When the moon is full, it always looks brightest to us on Earth vs. any other phase since we see its full illuminated area. It’s the same for Mars and the other outer planets, as we see their “full” phase when they are also closest to the Earth, i.e. when they are aligned on the same side of the sun as the earth. Not so for Venus and Mercury. Because their orbital radii are smaller than Earth’s, they present less and less lit surface to an earth-based observer as they approach their closest distance to our planet. Therefore the position at which these two planets look the brightest from Earth is at some point where their orbital radius has some non-zero angle to that of Earth’s.
Develop the relationship on how bright Venus looks from the earth as a function of the angular difference in orbital positions, and solve for the angle where Venus looks the brightest from earth.
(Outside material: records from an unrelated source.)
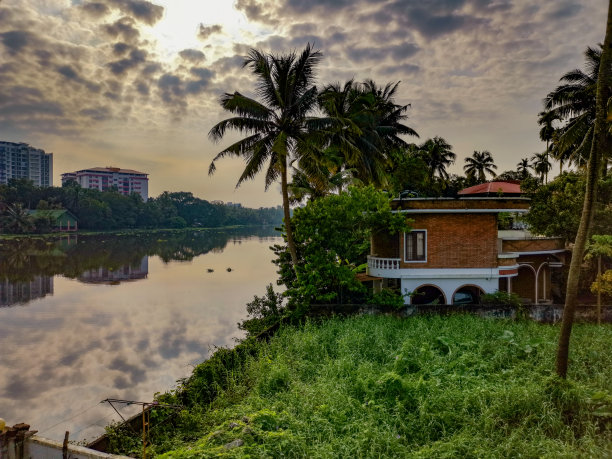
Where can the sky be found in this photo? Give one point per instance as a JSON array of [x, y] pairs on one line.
[[136, 83]]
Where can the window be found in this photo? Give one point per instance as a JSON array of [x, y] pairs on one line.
[[415, 246]]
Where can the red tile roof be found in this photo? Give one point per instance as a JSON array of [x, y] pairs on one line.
[[492, 188]]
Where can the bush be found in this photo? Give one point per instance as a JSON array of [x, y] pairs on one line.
[[500, 298]]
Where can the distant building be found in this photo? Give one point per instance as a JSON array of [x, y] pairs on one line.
[[102, 178], [20, 160], [62, 219]]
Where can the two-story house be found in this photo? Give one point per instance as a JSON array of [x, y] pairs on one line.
[[456, 250]]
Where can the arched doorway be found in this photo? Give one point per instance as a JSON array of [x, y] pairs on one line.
[[467, 294], [524, 284], [428, 294]]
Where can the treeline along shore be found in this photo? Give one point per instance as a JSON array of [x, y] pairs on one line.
[[110, 210]]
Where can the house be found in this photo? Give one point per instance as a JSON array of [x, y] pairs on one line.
[[457, 250], [63, 219]]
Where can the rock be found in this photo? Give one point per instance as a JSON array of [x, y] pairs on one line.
[[234, 444]]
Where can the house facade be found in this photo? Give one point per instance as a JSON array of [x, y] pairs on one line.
[[455, 252], [103, 178]]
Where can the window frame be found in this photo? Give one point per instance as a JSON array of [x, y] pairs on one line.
[[424, 259]]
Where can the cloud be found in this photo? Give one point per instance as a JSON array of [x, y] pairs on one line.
[[206, 31], [95, 9], [192, 55], [141, 10]]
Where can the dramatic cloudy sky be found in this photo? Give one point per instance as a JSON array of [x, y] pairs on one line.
[[135, 83]]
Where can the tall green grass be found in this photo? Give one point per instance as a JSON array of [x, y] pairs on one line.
[[423, 387]]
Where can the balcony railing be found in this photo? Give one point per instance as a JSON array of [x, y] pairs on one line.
[[383, 263]]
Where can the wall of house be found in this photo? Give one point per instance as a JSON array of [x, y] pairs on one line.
[[456, 240]]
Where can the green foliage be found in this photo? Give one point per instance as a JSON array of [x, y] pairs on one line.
[[425, 387], [107, 210], [333, 238], [387, 297], [556, 207], [500, 298], [263, 312]]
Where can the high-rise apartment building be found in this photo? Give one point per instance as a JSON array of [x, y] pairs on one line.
[[20, 160], [102, 178]]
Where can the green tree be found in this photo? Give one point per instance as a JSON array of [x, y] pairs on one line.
[[574, 102], [276, 125], [597, 156], [362, 125], [523, 168], [438, 155], [541, 165], [333, 239], [480, 164]]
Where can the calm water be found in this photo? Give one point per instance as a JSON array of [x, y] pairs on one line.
[[83, 319]]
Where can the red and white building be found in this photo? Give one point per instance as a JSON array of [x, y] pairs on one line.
[[456, 250], [103, 178]]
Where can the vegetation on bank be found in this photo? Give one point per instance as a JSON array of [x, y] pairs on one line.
[[457, 386], [110, 210]]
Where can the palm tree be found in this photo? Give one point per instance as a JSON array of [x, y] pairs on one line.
[[276, 126], [597, 156], [480, 164], [541, 165], [523, 168], [363, 125], [574, 102], [437, 154], [548, 131]]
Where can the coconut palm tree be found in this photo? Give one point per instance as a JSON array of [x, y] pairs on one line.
[[541, 165], [275, 124], [363, 125], [523, 168], [598, 155], [437, 154], [480, 164], [574, 102]]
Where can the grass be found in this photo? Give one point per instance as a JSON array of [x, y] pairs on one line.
[[423, 387]]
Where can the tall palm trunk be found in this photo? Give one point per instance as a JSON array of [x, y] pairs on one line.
[[285, 192], [598, 148]]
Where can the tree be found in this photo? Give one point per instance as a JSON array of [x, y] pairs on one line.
[[480, 164], [575, 102], [276, 126], [599, 246], [596, 157], [362, 125], [437, 154], [333, 239], [523, 168], [541, 165]]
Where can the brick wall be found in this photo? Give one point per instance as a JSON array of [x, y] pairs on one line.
[[456, 240], [532, 245]]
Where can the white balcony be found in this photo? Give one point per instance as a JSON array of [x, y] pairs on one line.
[[383, 267]]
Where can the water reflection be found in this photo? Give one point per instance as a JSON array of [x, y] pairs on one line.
[[15, 293], [88, 341]]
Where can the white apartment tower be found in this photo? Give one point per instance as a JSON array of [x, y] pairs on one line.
[[20, 160], [102, 178]]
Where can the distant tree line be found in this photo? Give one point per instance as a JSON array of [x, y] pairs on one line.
[[108, 210]]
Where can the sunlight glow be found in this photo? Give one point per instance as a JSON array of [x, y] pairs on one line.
[[179, 27]]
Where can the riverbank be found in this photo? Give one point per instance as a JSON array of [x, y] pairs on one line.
[[126, 232], [366, 386]]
Simplifying assumptions: the orbits are perfect circles in the same plane, and the orbital radius of Venus is 0.723 that of earth (a good avg. value).
Bonus for purely analytical answer.
E=earth, S=sun, V=venus
Setting SE = 1 au, SV = .723 au
Construct circles centered as S with radii SE and SV.
Measure angle EVS is degrees. The proportion of reflected light seen by earth (assuming perfect diffusion) is 1 - EVS/180.
Measure the distance VE.
Apparent brightness = proportion seen / distance-squared
Let V travel around its orbit. Noting when the above reaches a maximum.
[I interpolated to increase accuracy, because relatively large changes in the angle lead to small changes in brightness.]
The maximum brightness is 2.06421
(the unit would be 1= the brightness of a fully lit venus 1 unit away)
EVS = 133.4953 degrees
VES = 31.6341 degrees
ESV = 14.8706 degrees
VE = .35378 au
1 - EVS/180 = .25836
So even though you're only seeing a quarter of the lit face, the nearness more than makes up for it.
Posted by Jer
on 2015-04-09 14:19:29